Gabapentin (85 mg; 0.5 mmol) and di-tert-butyl dicarbonate (130 mg; 0.6 mmol) were suspended in 1 mL DMF. TEA (0.07 mL; 0.5 mmol) was added and the suspension stirred for four days at room temperature. A solution was formed after the first 3 h of stirring. The DMF was removed in vacuo. HBTU (245 mg; 0.6 mmol) and DIPEA (0.11 mL; 0.6 mmol) were added to the residue, which was then redissolved in 1 mL DMF. The resultant solution was stirred at room temperature for 30 min 12 (132 mg; 0.4 mmol) in 1 mL DMF was then added and the solution stirred for three days at room temperature. The DMF was removed and the residue purified by flash column chromatography (4:1 hexane:EtOAc → 1:1 hexane:EtOAc), followed by semi-preparative HPLC (2:1 hexane:EtOAc) to give title compound as a colourless oil (52 mg; 22%).
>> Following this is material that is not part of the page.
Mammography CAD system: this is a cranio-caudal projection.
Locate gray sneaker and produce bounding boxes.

HPLC RT: 4.2 (2:1 hexane:EtOAc). [α]D31 (CHCl3; c = 3.68): −20.20. υmax (thin film): 3344, 2979, 2931, 2864, 1694, 1514, 1455, 1393, 1367, 1250, 1163, 1102, 1049, 994, 913, 847, 733. δH (500 MHz, CDCl3): 1.51–1.26 (40H, m), 2.31–2.22 (2H, m), 3.07 (1H, dd, J = 14.0 & 6.5), 3.17 (1H, dd, J = 14.0 & 6.5), 4.62–4.40 (3H, m), 4.91 (1H, s), 5.25 (1H, s), 5.50 (1H, s), 8.99 (1H, s). δC (125 MHz, CDCl3): 21.2, 21.8*, 25.7, 27.7, 27.8*, 28.2*, 28.2, 28.3*, 28.3, 33.6, 33.8, 37.4, 39.8, 46.9, 56.1, 57.4, 62.7, 79.2, 79.7, 83.1, 154.9, 156.3, 156.9*, 166.9, 171.6, 206.3, 208.8*. HRMS: Calculated C29H52N3O8S: 624.3289, found: 624.3280. * minor rotamer.

(S)-3-[2-(1-Aminomethyl-cyclohexyl)-acetoxy]-2-((S)-2-amino-thiopropionylamino)-propionic acid (2)
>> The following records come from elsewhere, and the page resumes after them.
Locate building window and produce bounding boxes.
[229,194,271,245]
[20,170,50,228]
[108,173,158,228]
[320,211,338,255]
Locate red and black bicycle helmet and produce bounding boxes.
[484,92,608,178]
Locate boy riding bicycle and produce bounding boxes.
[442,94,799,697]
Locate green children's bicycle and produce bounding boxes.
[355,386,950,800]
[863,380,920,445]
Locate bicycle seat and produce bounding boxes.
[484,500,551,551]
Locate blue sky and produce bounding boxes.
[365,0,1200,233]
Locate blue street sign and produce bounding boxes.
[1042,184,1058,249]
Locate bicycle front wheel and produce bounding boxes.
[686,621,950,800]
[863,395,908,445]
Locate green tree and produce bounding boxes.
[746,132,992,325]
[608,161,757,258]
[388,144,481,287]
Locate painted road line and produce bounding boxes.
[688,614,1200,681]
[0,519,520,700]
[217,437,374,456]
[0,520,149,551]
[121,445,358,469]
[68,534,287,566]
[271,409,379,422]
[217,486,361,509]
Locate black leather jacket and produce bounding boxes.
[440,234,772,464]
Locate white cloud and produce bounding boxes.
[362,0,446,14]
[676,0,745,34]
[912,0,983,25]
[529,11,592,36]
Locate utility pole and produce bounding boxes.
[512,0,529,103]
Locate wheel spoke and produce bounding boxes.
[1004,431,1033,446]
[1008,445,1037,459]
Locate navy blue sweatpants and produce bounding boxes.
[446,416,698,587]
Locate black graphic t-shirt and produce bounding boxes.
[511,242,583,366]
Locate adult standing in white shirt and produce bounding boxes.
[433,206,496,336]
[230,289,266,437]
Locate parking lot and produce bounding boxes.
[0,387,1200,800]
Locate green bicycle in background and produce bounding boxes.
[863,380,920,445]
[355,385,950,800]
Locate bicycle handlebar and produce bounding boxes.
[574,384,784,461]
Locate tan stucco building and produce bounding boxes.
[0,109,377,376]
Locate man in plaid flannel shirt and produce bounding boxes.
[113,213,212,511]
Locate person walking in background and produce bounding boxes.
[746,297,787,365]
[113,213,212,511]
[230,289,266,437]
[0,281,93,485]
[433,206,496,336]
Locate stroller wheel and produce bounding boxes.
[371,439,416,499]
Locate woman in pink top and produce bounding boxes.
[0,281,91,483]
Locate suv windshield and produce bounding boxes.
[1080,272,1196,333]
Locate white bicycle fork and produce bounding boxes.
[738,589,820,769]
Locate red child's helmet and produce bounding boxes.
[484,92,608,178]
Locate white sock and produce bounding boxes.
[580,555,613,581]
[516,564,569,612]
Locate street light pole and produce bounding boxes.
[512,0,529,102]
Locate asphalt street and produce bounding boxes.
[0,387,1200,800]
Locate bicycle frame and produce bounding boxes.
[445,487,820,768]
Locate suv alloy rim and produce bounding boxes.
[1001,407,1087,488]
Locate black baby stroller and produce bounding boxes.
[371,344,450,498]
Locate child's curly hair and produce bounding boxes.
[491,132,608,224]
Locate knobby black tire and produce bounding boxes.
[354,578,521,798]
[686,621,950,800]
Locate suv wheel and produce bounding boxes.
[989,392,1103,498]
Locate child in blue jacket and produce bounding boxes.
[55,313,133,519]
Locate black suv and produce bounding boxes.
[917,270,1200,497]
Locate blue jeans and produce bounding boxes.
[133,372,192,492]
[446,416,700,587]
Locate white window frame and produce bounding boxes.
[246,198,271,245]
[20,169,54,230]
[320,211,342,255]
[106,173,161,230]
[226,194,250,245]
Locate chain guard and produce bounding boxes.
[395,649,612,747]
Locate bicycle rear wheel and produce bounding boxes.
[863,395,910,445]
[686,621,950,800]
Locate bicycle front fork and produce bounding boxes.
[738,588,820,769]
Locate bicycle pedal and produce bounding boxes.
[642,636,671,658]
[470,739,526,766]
Deprotection of 44 mg of 14 as for compound 1. Yield of 2 as di-TFA salt = 40 mg; 97%. HPLC RT: 4.6 (10%, Chromolith®). δH (500 MHz, CD3OD): 1.36–1.45 (3H, m), 1.47–1.59 (10H, m), 2.57 (2H, q, J = 15.5), 3.06 (2H, s), 4.35 (1H, q, J = 6.5), 4.53 (1H, dd, J = 11.5 & 5.5), 4.62 (1H, dd, J = 11.5 & 3.5), 5.30 (0.1H, t, J = 5.0)*, 5.47 (0.9H, t, J = 5.0). δC (100 MHz, CD3OD): 19.5*, 19.7, 20.9*, 21.1, 22.7*, 25.4*, 25.6, 25.7*, 32.9*, 33.0, 33.1*, 35.2, 36.5, 47.2, 53.8, 54.5, 63.1*, 63.3, 171.6, 201.5. MS: C15H27N3O4S m/z (ES−) 361.4 [M-H++NH3]. * minor rotamer.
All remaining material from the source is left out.